When we talk about wellness, we often jump straight to access: access to healthcare, fresh food, childcare, and education. And while all of these are essential, there is something more foundational we must consider: the spaces that shape our daily lives. The sidewalks we walk, the trees that shade us, the parks where kids play, and the community centers where neighbors gather. These aren’t add-ons. They are essential infrastructure for community wellbeing. They shape who we are, what we value, and who we see as worthy of investment.

Healthy neighborhoods provide the conditions every person needs to thrive. They are places where residents can breathe clean air, enjoy nature, and feel a deep sense of connection and belonging. And in the face of a changing climate, they are also the front lines of adaptation and resilience.

The Climate Connection

At this year’s Prosperity Starts With Place conference, we had an urgent conversation about children, climate, and community led by our Vice President of Neighborhood Planning, Joe Fretwell. One truth came into sharp focus: our youngest residents are also our most climate-vulnerable. In places like Houston, one of the youngest and most racially diverse cities in the U.S., and also one of the most climate-threatened, children are breathing twice as fast as adults in air that is increasingly unsafe.

Our partners from the Low Income Investment Fund (LIIF) and Harris County presented a new framework to assess climate risks in child-serving infrastructure. The goal is to identify and invest in early care and education facilities that can withstand heatwaves, flooding, and other environmental pressures, because when we protect our children, we protect our future.

LIIF Vice President of Early Care and Education, Angie Garling, joined climate scientists, climate activists, and early childhood experts for conversations around climate and early childhood as part of the U.S. Early Years Climate Action Task Force. “Young children cannot speak for themselves, they cannot vote, yet they have the most at stake,” she shares. “It is our job to ensure that decision-makers prioritize young children and those who care for and nurture them.”

These conversations remind us that community wellbeing isn’t only about physical infrastructure, but about environments that actively support our most vulnerable. It’s about reimagining how we plan and build to ensure that the places where we live also help us live well. That’s where intentional design becomes a powerful tool for healing.

Spaces That Heal and Connect

The reality is that many neighborhoods, especially those that have experienced historical disinvestment, are not designed for people.
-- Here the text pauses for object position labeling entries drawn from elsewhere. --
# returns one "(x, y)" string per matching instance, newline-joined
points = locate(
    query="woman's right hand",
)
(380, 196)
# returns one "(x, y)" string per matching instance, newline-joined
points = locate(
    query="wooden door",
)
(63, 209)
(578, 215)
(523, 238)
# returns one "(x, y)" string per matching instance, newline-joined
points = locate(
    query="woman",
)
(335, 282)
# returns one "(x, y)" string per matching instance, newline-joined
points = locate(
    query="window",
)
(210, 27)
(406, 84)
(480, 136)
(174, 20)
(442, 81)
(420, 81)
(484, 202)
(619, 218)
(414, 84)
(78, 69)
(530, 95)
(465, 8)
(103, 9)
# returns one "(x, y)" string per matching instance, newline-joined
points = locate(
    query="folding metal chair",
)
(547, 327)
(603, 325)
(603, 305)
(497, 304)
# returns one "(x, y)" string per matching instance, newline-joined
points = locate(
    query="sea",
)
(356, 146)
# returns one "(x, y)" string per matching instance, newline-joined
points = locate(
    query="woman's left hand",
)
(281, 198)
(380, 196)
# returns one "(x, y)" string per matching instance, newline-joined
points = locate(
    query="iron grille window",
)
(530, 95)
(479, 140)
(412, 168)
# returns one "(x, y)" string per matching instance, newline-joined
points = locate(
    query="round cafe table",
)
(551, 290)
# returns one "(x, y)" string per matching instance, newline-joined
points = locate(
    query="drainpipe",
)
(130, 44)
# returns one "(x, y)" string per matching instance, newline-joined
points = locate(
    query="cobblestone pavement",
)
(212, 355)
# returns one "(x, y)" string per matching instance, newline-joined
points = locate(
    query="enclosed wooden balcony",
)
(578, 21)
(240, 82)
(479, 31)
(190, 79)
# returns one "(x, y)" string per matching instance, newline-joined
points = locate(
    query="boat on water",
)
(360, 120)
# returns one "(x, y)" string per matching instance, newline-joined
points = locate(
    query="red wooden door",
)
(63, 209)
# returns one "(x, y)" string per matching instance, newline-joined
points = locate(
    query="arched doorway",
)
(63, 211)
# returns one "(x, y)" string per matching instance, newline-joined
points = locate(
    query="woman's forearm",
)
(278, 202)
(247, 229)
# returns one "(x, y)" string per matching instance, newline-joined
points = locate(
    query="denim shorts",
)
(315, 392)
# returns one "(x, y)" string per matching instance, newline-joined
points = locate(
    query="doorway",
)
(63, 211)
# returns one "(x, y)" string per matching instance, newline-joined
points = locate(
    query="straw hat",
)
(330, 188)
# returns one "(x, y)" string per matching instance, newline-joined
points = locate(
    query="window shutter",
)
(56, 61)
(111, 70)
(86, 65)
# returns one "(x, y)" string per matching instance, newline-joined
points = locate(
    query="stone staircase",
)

They’re designed for speed. The recent Dangerous by Design report from Smart Growth America found that pedestrian fatalities are at a 40-year high. Black and Native American residents, older adults, and people in neighborhoods impacted by poverty are most at risk. In 2022 alone, more than 20 people per day were struck and killed while walking.

The numbers are staggering, but behind them are real lives—neighbors trying to get to work, the store, or school, often without safe routes or infrastructure.

Community leaders across the country are turning the tide. They’re redesigning streets with mixed-use paths, medians, and green spaces that make walking not only safer but more dignified. It’s a simple but powerful truth: when we make room for people, people thrive. These upgrades aren’t just about infrastructure. They’re about dignity. They send a clear message: your walk to the store, your trip to school, your daily life matters.

The Power of Third Spaces

Neighborhoods benefit from “third spaces,” those gathering places outside of home and work where connection happens. These parks, plazas, and porches are where life outside home and work happens. But these spaces have been slowly vanishing in many communities, especially those grappling with economic hardship or systemic challenges.

Sociologist Ray Oldenburg coined the term third spaces to describe the informal, accessible, and deeply important places for civic engagement. Their decline has real consequences: increased isolation, decreased mental health, and fraying social ties. When these spaces disappear, so does connection.

We must prioritize their revival, not as luxuries but as essentials. A shaded bench in a pocket park is both a cooling station and a conversation starter. A community garden cools the ground and grows belonging. These are design choices that fight both loneliness and heatstroke.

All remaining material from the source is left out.